More than a third of artificial intelligence researchers believe that its development could lead to a catastrophe "comparable to nuclear." This is evidenced by a survey of experts in the field of artificial intelligence conducted by researchers from three American universities, which is mentioned in the large Stanford University report on the development of AI for 2023.
According to the study, 36% of respondents found it plausible that artificial intelligence could cause a global catastrophe. At the same time, 71% of experts admit the possibility that the development of AI can lead to revolutionary changes in society, comparable in effect to the Industrial Revolution.
At the same time, the question of a “catastrophe comparable to a nuclear one” caused criticism from the scientific community.
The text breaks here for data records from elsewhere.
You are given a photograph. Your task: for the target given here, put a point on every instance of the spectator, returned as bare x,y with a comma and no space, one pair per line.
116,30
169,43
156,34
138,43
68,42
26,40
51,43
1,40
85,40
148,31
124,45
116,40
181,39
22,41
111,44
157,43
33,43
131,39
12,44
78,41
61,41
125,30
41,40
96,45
Most of those who agreed that artificial intelligence could cause it would prefer a milder formulation.
Experts also pointed out that AI is not capable of making its own decisions, and all its actions are references to databases of human experience, on the basis of which modern language models like ChatGPT are trained.
In March, Apple co-founder Steve Wozniak, entrepreneur Elon Musk and more than a thousand businessmen and experts signed an open letter . It calls for a worldwide ban on the training of AI systems for a period of six months.
At the same time, a well-known researcher in the field of artificial intelligence, Eliezer Yudkowsky, published a column in Time magazine in which he called not just to suspend, but to completely prohibit further training of large language models. In it, he also proposes to bomb data centers in countries that violate this agreement.